With the government planning to bring housing finance companies under the ambit of the securitisation ordinance, there might be some good news for the customers. While the securitisation ordinance would help the housing finance companies to reduce the rate of defaults this would, in turn, lead to lower overhead cost for the finance companies.
The finance companies plan to pass on the part of this reduced cost to the customers through lower interest rate and lower processing fees.
According to officials in the housing finance companies, depending on how successful the ordinance would be in reducing the default rate, the benefits to the customers could be to the tune of 0.5 per cent to 1 per cent in terms of reduced burden (both interest rate and processing fees). At present, the average housing finance rate is between 9 per cent to 10 per cent. Further, with competition in the housing finance sector growing, the companies would be eager to pass on the benefit of reduced overhead cost to the customers.
Sources pointed out that the industry average default rate for the housing finance companies is around 2 per cent. As and when the ordinance is implemented for the sector, the default rate is expected to go down to 1 per cent and less. The ordinance would be most effective for the middle income group customers who borrow money from the finance companies for building their own house.

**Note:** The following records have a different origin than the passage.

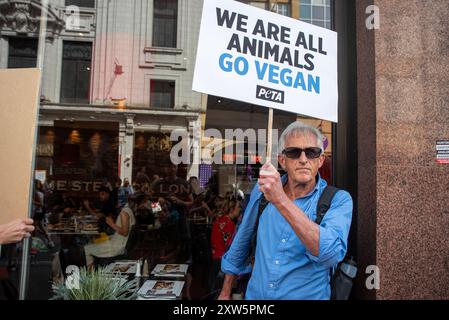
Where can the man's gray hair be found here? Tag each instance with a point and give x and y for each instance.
(300, 129)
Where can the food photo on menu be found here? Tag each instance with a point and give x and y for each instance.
(122, 267)
(170, 269)
(161, 289)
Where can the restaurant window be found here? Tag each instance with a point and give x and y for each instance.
(81, 3)
(76, 67)
(22, 53)
(165, 23)
(162, 94)
(316, 12)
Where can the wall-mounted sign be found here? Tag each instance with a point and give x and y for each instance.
(442, 151)
(44, 150)
(267, 59)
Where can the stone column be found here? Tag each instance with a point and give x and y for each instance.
(403, 98)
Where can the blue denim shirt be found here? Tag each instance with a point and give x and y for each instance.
(284, 268)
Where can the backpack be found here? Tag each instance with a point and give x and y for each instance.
(342, 279)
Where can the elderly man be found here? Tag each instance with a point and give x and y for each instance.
(293, 254)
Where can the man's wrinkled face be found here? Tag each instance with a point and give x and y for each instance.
(301, 170)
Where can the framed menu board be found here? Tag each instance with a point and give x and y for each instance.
(19, 89)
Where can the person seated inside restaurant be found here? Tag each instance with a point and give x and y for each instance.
(223, 231)
(144, 215)
(116, 244)
(103, 209)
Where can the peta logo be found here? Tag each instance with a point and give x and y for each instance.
(270, 94)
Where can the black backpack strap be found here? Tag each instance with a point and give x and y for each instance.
(262, 205)
(325, 202)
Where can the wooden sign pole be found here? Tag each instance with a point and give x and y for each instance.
(270, 136)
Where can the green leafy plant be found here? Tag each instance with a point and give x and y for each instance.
(97, 285)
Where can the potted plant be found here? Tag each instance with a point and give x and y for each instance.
(95, 284)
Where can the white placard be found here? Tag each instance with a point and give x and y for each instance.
(263, 58)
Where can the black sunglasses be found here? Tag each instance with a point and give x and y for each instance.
(295, 153)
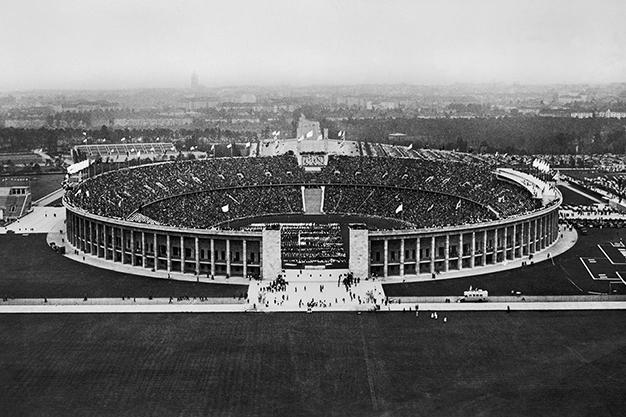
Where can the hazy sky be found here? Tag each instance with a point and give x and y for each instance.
(156, 43)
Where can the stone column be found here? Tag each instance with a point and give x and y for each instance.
(402, 257)
(132, 247)
(105, 236)
(446, 259)
(228, 257)
(182, 254)
(97, 240)
(506, 235)
(168, 250)
(484, 247)
(197, 250)
(460, 252)
(417, 255)
(385, 257)
(212, 256)
(473, 250)
(244, 249)
(432, 254)
(156, 251)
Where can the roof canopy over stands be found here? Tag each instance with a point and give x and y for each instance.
(123, 150)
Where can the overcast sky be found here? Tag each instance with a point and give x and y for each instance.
(156, 43)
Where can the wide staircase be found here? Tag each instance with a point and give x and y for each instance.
(316, 296)
(313, 199)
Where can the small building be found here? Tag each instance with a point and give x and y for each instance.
(15, 198)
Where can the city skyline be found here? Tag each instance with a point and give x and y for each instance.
(139, 44)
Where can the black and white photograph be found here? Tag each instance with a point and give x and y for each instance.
(368, 208)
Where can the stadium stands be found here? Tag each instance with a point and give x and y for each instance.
(432, 191)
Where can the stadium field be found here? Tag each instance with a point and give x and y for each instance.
(336, 364)
(30, 269)
(564, 275)
(572, 198)
(42, 185)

‘‘Threat perception would be crucial in this ordinance’’, officials in housing finance companies pointed out. Though, it would not be easy to dispose of the properties, the threat perception would reduce the default rate.Elaborating on the competition in the sector, sources said that some of the private housing finance companies are going to the extent of financing 90 per cent to 100 per cent of the cost of the property. The public sector housing finance companies, which are more conservative, usually stick to around 80 per cent financing which at times also goes to 90 per cent.